Thank you for the kind and encouraging words I had just started EMDR when COVID-19 halted everything to a stop and I am looking forward to going back when its possible. Its a very strange feeling for sure, typically I just try to find something to do that requires my full attention and try to submerge myself in whatever that is, which does offer some relif!
Welcome JeanieX, I am glad you are here. COVID has made it more important to reach out than before. I am a self appointment hermit but even a hermit needs to feel connected every once in a while.
You are among friends here. People from all over the world come to this forum and all have different varieties of PTSD. The malady has bridged a way for me to fit in. I don’t fit many places. If people can except me, I am sure people will except you.
Keep labeling the feelings. It really helps to practice so the healing can continue.
Hi Jeanie.
I have been like that, overthinking everything until you mentally can't cope any more, and your brain tries to run and hide in the rabbit hole.
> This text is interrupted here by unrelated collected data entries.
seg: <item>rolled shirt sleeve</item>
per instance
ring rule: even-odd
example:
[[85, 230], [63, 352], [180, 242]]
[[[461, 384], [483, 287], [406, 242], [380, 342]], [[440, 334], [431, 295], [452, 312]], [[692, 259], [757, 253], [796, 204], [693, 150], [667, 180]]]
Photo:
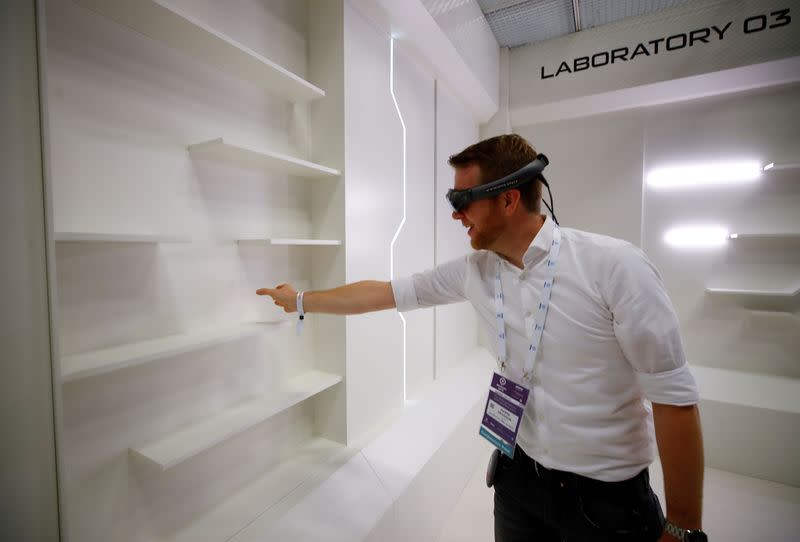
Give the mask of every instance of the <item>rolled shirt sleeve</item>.
[[698, 403], [678, 316], [664, 283], [645, 254], [630, 243], [615, 250], [606, 297], [614, 334], [645, 397], [677, 406]]
[[443, 263], [423, 273], [394, 279], [392, 292], [399, 312], [466, 300], [469, 256]]

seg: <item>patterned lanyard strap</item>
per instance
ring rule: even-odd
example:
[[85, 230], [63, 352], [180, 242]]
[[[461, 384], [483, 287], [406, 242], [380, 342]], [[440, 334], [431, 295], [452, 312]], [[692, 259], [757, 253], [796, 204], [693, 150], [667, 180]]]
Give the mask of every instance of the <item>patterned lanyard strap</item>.
[[[545, 279], [542, 287], [542, 295], [539, 300], [539, 308], [536, 311], [536, 319], [533, 326], [533, 336], [531, 337], [530, 346], [528, 346], [528, 353], [525, 357], [525, 366], [523, 370], [523, 379], [530, 381], [533, 375], [533, 366], [536, 361], [536, 352], [539, 350], [539, 343], [542, 340], [542, 333], [544, 332], [544, 321], [547, 318], [547, 309], [550, 307], [550, 295], [553, 293], [553, 279], [556, 274], [556, 260], [558, 260], [558, 253], [561, 250], [561, 229], [553, 226], [553, 242], [550, 246], [550, 251], [547, 256]], [[494, 302], [496, 309], [497, 319], [497, 361], [500, 364], [500, 372], [505, 371], [506, 362], [508, 361], [508, 351], [506, 347], [506, 323], [505, 323], [505, 300], [503, 297], [503, 284], [500, 281], [500, 271], [502, 269], [502, 262], [497, 258], [497, 271], [494, 276]]]

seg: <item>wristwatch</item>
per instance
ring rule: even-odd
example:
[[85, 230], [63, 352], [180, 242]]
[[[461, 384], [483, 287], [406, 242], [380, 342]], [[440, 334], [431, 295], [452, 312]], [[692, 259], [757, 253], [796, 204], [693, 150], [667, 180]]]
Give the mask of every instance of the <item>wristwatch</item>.
[[700, 529], [684, 529], [670, 520], [667, 520], [667, 523], [664, 524], [664, 530], [681, 542], [708, 542], [708, 536]]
I still do it now, after more than 40 years of it (untreated unfortunately, as it wasn't recognised in the civilian population until quite recently).
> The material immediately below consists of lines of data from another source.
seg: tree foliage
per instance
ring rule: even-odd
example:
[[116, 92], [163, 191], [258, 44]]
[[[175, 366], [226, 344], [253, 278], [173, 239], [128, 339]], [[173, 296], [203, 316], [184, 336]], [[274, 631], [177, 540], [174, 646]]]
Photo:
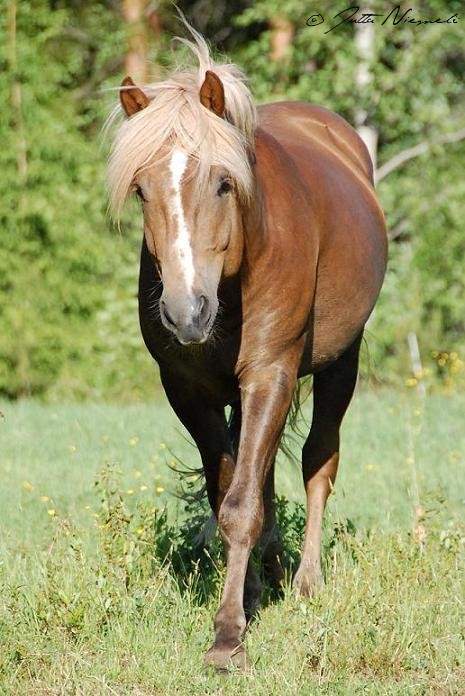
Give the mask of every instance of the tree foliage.
[[[324, 25], [307, 26], [308, 7], [297, 0], [180, 7], [242, 64], [257, 101], [311, 101], [352, 123], [362, 105], [381, 165], [419, 142], [430, 145], [379, 184], [392, 242], [368, 343], [376, 373], [391, 381], [409, 372], [409, 331], [425, 355], [463, 350], [465, 141], [437, 144], [465, 125], [462, 3], [415, 6], [421, 18], [458, 12], [457, 24], [378, 23], [363, 94], [353, 24], [325, 34]], [[344, 8], [321, 0], [318, 12], [327, 26]], [[0, 13], [0, 393], [147, 396], [155, 379], [137, 324], [140, 215], [130, 208], [122, 234], [109, 223], [99, 138], [114, 100], [107, 88], [123, 76], [128, 27], [120, 3], [8, 0], [7, 9]], [[283, 18], [291, 40], [273, 60]], [[180, 31], [168, 3], [159, 23], [157, 35], [146, 28], [154, 75], [169, 67], [170, 37]]]

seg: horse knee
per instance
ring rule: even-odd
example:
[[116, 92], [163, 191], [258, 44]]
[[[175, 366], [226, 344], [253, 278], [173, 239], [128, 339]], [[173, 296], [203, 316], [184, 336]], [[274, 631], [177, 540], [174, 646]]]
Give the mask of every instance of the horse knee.
[[228, 546], [240, 544], [253, 548], [263, 528], [263, 501], [230, 491], [221, 505], [218, 526]]

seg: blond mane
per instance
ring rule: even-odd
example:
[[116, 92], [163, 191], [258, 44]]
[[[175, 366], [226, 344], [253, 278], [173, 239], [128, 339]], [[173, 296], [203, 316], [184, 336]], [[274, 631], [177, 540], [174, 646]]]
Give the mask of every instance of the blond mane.
[[[212, 165], [225, 168], [236, 182], [240, 196], [252, 190], [250, 153], [253, 152], [256, 110], [245, 77], [234, 64], [213, 62], [203, 37], [192, 27], [193, 41], [178, 39], [198, 61], [198, 67], [175, 70], [162, 81], [142, 87], [150, 103], [119, 126], [108, 162], [110, 210], [119, 217], [134, 177], [160, 158], [180, 148], [197, 162], [199, 191]], [[225, 115], [219, 118], [200, 103], [199, 90], [205, 72], [213, 70], [225, 93]], [[112, 123], [123, 113], [117, 105]], [[165, 154], [166, 156], [166, 154]]]

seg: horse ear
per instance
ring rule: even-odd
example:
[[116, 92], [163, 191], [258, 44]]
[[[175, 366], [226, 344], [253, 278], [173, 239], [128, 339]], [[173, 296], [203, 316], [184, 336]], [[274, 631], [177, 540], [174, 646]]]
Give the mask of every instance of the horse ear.
[[211, 70], [205, 73], [205, 80], [200, 88], [200, 102], [205, 108], [222, 118], [224, 114], [224, 87], [218, 75]]
[[130, 77], [124, 78], [121, 87], [131, 87], [131, 89], [121, 89], [119, 93], [121, 106], [126, 112], [126, 116], [132, 116], [145, 109], [150, 100], [139, 87], [136, 87]]

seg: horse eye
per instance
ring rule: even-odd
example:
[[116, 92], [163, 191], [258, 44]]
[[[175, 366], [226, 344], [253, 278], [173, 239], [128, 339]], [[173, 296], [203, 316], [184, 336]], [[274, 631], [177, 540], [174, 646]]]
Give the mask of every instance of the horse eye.
[[232, 190], [232, 184], [229, 179], [223, 179], [220, 187], [217, 191], [218, 196], [223, 196], [225, 193], [229, 193]]
[[144, 197], [144, 193], [143, 193], [143, 191], [142, 191], [142, 189], [141, 189], [141, 187], [140, 187], [139, 185], [136, 186], [136, 188], [134, 189], [134, 191], [136, 192], [136, 196], [139, 196], [139, 198], [140, 198], [142, 201], [147, 202], [147, 199]]

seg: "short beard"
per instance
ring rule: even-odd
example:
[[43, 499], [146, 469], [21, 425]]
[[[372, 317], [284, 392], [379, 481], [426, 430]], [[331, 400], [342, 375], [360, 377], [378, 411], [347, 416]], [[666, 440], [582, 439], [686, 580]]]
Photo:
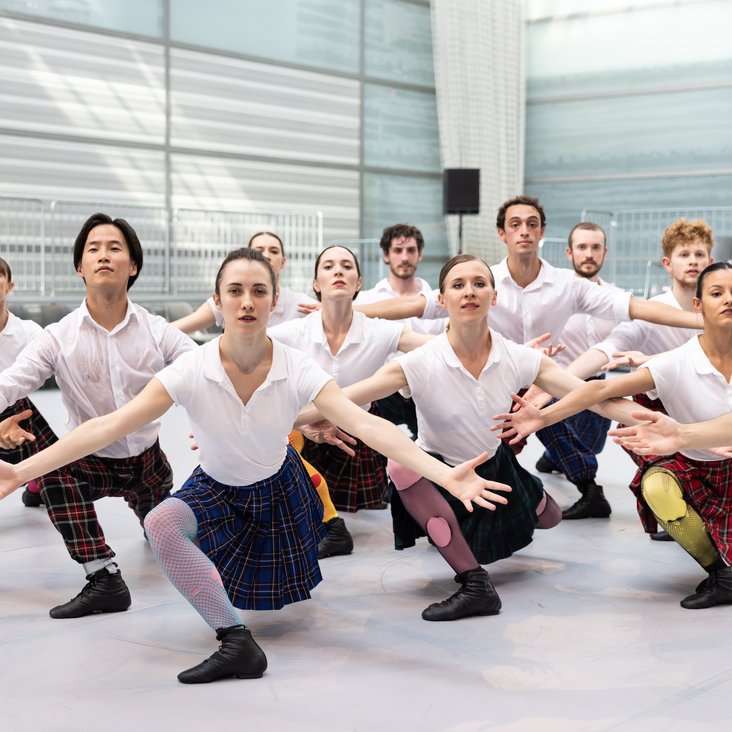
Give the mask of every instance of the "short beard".
[[393, 267], [389, 267], [389, 271], [399, 280], [411, 280], [417, 273], [417, 268], [412, 269], [410, 274], [402, 274], [399, 270], [395, 271]]
[[580, 269], [579, 267], [575, 267], [574, 265], [572, 265], [572, 269], [574, 269], [574, 273], [578, 277], [582, 277], [585, 280], [591, 280], [593, 277], [597, 276], [601, 267], [596, 267], [593, 272], [585, 272], [584, 270]]

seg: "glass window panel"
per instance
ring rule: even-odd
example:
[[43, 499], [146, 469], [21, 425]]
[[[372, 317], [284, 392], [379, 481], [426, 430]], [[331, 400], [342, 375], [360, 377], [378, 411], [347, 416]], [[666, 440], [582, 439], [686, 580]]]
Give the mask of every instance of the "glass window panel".
[[163, 0], [0, 0], [0, 9], [123, 33], [163, 35]]
[[[392, 224], [416, 226], [424, 236], [420, 277], [437, 286], [437, 275], [449, 259], [445, 218], [442, 215], [442, 179], [365, 173], [361, 233], [380, 239]], [[367, 283], [370, 287], [373, 282]]]
[[440, 170], [434, 94], [366, 84], [363, 124], [366, 165]]
[[529, 104], [528, 178], [732, 168], [729, 88]]
[[528, 27], [527, 73], [572, 79], [578, 71], [631, 73], [729, 60], [731, 27], [726, 0], [536, 23]]
[[366, 75], [434, 86], [429, 5], [366, 0]]
[[173, 41], [357, 73], [359, 0], [170, 0]]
I've had to work it out for myself, and I think I have done quite well, although there are things that still put me into panic mode.
I had a husband who was very controlling. He controlled everything about me, even when I should leave work (difficult, as I was a nurse on an acute ward). Several times I would try to hide the black eyes he gave me with makeup; but of course it was noticed, and commented on. Afterwards he would send me red roses to the ward; embarrassing me further. He started coming looking for me on the ward; so I had to quit.
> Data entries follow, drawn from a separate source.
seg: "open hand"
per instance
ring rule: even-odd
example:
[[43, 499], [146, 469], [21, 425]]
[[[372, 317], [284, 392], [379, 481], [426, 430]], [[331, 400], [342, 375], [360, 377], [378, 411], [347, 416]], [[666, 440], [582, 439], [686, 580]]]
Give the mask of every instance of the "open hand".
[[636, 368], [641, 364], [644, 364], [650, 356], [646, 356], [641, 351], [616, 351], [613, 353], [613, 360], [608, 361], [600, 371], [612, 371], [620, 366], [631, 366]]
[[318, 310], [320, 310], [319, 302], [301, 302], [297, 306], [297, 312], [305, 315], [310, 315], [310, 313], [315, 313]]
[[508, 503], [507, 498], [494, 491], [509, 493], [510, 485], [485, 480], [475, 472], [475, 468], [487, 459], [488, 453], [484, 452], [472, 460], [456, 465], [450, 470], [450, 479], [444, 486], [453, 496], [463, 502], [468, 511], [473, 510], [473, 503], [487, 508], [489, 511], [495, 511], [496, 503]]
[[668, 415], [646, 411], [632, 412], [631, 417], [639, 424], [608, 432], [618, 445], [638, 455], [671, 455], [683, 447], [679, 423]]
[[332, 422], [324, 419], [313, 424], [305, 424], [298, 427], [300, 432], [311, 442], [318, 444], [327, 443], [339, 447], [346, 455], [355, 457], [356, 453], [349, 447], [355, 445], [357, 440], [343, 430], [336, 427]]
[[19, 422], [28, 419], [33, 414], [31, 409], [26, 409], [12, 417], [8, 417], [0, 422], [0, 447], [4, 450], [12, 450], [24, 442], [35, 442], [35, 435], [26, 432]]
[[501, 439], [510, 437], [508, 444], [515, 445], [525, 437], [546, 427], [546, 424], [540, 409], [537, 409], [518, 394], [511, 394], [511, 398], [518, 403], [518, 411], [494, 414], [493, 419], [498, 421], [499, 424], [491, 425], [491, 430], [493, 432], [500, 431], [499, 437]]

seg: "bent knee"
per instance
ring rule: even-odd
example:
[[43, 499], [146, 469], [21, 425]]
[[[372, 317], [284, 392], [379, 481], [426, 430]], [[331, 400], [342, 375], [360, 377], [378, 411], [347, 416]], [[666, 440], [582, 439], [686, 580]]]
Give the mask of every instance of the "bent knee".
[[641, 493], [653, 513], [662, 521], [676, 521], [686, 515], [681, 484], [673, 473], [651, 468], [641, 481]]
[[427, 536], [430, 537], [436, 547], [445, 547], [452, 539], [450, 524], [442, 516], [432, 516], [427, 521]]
One of his favourite things was to ask me a question which even a doctor would have to look up, and then denigrate me saying,' 'And You're supposed to be a nurse', dropping my self esteem right down. He alienated me from family and friends, controlled money, insisted I looked like a trophy wife at all times, makeup, clothes, hair. He also drank, as he had a high powered job in Communications, and at one time was earning more than the PM!
Eventually I couldn't stand it, especially when he started on the kids, so, one day I upped and ran with the kids to the local refuge; where they promptly relocated me to another part of the country. (Back then you couldn't go to the police and be believed, or helped).
It's coming up for 30 years since he suicided ( He couldn't live with the shame of not being able to control his wife, he said.) All I felt was a sick sense of relief.
His family tried to accuse me of murdering him, (one of the good parts of being relocated to another part of the country scotched that rumour, ( I have only really spoken to his family once since then, at the Inquest)
I had never heard of Gaslighting and Narcissism until recently, but he was a classic.
Nowadays I try to help folk with PTSD, and I offer my story to show that I understand and have been there, myself.
I am now disabled, partly due to the physical and metal trauma; although mentally, I am well past the worst, but I have back problems, mainly due to nursing, hips and knees shot. I hate crowded places and noisy places, and any hint of a threat to my safety, or violence offered, will send me running for the rabbit hole. Old age doesn't help much, I'm 72, but my kids are well and I have a grandson. My son is my carer and lives with me.
Wow! sorry I didn't notice what a screed I'd written! I hope some of it might resonate with you.
Cheers, Midori
complex ptsd is often misdiagnosed or misunderstood--which can add a lot more issues if you seek help and your state is belittled...i also have it and its a very winding road forward and back and forward. many of us here are in that dark forest with you, and many of us have found that talk therapy and medication aren't the only things we need. there are many mind body therapies, and ones that don't involve talk so much as go directly to the subconscious where trauma effects us. NLP has really changed things for me and given me hope. It has resolved major issues very quickly and painlessly. EMDR is also really helpful to many. There are many things I've come across like mindfulness, bach remedies, yogic mantras, the sea. With this condition you have to be very creative and open minded. I hope you find something to give you peace and hope.